Sinto que ao desvalorizarmos este ritual de passagem damos pouco apoio aos pais e às famílias para se redescobrirem, compreendemos pouco, não damos tempo e exigimos. É aqui que as mães se perdem cada vez mais, que esquecem a mulher que também são, que pais se esgotam e famílias se desmoronam. 

  • Podemos mudar esta intensa transformação? Talvez não! Talvez esse seja o processo. Talvez seja por isso que somos seres para procriar, para que possamos evoluir, questionar o mundo e fazer acontecer. Como Brené Brown diz no seu comentário sobre vulnerabilidade: "There is no courage without vulnerability". Na maternidade abrimos portais, abrimos o nosso coração e a nossa vulnerabilidade, permitimos finalmente "despir-nos" e deixar que nos vejam, que nos olhem, que nos abracem. Este amor infindável que sentimos, faz-nos caminhar mais próximos de nós mesmos e transformar o mundo.

  • Mas podemos ter um mundo menos apressado, menos exigente. Um mundo onde damos o tempo e apoio necessários às mães, que elas merecem e precisam para renascer, para se recomporem de terem gerado Vida.
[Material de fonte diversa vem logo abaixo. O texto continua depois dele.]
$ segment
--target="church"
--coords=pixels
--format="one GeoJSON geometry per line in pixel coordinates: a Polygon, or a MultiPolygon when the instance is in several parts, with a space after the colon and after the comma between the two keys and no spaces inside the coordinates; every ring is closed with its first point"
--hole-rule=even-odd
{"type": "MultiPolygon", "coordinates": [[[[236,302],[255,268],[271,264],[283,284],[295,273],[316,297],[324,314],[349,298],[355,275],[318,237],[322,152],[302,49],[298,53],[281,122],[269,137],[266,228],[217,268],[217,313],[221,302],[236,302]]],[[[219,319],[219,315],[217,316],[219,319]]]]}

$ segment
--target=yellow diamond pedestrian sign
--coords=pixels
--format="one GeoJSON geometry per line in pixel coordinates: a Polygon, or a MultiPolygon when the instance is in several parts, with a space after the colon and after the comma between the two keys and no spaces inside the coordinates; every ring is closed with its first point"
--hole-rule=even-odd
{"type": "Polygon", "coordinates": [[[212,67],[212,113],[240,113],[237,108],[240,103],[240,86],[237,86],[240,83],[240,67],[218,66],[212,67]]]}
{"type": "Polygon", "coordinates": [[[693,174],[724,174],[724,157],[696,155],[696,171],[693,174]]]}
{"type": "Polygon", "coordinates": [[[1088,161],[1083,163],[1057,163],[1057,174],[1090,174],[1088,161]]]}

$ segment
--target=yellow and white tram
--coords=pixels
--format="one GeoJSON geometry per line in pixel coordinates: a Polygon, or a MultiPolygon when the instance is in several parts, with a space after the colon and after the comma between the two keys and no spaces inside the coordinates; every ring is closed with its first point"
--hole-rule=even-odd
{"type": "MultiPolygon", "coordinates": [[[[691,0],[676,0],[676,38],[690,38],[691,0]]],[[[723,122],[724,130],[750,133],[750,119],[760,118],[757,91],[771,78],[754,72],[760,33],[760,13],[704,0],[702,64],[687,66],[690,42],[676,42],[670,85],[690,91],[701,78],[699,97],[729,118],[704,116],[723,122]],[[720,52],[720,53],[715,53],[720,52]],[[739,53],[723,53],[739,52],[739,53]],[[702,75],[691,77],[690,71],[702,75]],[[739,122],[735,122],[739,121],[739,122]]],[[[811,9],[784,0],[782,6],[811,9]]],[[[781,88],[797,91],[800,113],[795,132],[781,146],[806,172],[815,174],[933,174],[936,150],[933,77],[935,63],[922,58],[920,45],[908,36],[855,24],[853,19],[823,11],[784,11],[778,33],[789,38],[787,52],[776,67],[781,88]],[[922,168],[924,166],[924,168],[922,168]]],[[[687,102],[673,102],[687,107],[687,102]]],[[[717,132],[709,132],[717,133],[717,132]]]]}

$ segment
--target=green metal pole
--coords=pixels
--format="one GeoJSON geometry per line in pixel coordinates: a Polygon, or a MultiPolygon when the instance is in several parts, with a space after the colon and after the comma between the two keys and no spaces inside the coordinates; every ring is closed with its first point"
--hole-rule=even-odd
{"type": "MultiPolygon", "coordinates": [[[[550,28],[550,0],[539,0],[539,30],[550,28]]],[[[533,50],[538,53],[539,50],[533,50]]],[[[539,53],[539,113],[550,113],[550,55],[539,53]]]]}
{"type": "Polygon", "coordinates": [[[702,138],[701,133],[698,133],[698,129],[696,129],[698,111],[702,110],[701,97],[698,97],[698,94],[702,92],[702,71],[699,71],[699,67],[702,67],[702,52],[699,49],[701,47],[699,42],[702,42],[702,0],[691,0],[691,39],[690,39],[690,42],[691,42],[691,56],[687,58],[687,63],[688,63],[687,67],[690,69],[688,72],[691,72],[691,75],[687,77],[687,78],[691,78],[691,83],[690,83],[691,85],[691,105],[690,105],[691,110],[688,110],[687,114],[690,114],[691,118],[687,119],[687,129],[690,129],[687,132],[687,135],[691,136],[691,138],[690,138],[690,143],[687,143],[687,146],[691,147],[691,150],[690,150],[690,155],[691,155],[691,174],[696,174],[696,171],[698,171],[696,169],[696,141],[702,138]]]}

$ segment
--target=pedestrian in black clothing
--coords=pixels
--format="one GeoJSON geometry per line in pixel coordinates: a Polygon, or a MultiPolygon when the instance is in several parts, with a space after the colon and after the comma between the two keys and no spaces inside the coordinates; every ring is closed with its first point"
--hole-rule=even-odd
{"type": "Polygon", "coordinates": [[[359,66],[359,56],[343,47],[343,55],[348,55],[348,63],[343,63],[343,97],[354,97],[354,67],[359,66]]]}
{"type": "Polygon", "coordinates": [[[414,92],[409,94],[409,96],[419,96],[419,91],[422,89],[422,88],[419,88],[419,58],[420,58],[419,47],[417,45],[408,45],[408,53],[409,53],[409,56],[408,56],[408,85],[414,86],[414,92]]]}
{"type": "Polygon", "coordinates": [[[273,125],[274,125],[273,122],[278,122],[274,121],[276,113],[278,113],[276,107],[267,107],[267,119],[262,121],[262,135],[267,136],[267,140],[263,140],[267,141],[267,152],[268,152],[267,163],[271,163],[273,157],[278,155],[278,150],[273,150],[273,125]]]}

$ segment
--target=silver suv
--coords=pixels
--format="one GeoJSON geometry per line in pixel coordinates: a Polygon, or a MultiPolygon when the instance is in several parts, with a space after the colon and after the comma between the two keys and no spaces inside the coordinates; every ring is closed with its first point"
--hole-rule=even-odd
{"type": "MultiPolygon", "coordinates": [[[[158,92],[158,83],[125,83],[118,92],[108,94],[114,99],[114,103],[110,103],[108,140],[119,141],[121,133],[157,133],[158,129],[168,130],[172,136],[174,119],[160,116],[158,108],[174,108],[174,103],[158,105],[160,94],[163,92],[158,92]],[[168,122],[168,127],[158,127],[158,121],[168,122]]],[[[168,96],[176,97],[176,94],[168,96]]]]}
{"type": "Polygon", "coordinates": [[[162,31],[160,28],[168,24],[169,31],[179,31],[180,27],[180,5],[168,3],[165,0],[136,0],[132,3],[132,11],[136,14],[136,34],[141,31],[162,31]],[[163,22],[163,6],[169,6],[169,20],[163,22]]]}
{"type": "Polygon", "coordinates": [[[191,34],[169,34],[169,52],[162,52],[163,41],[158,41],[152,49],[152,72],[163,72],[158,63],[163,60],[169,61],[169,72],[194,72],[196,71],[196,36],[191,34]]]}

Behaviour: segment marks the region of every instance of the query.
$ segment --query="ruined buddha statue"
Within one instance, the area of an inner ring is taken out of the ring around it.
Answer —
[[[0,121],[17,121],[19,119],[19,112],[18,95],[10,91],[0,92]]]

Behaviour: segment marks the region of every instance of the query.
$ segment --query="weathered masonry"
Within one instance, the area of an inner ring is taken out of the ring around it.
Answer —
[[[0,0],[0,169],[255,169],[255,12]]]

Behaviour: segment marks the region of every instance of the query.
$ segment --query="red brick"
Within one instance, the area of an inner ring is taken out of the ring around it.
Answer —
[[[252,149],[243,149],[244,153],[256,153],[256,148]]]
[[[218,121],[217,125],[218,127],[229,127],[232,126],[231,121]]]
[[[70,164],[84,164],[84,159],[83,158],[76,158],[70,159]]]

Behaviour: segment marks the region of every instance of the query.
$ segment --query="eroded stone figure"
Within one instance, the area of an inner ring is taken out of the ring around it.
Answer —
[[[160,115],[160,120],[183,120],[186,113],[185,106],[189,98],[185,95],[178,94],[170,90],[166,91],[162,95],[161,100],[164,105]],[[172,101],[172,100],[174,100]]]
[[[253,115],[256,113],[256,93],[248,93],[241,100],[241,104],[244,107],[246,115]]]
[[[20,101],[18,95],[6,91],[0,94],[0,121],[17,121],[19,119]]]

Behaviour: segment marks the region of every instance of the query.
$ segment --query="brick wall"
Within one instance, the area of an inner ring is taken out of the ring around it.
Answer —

De as mimar, de as ouvir, de não exigir perfeição, de lhes falar que não estão loucas e que está tudo bem. De lhes dar colo e atenção. De as deixar fazer o papel delas, de devolver amor e compaixão à humanidade e que tanto precisamos. De as deixar chorar, rir, gritar, de as deixar conhecerem os seus bebés e de se reconhecerem a si mesmas. 
Mães e pais estruturados e emocionalmente estáveis, têm bebés mais felizes e renascimentos mais positivos.

Acredito nisto profundamente e esse é o meu contributo para o mundo como Doula, Coach Transformacional, Bodyworker, Mãe e Mulher. Hoje em dia aspiro a ser a voz do renascimento de todas as mães, pais e casais que encontram nos desafios da maternidade a razão certa para se encontrarem e se transformarem em Seres Humanos mais felizes e íntegros.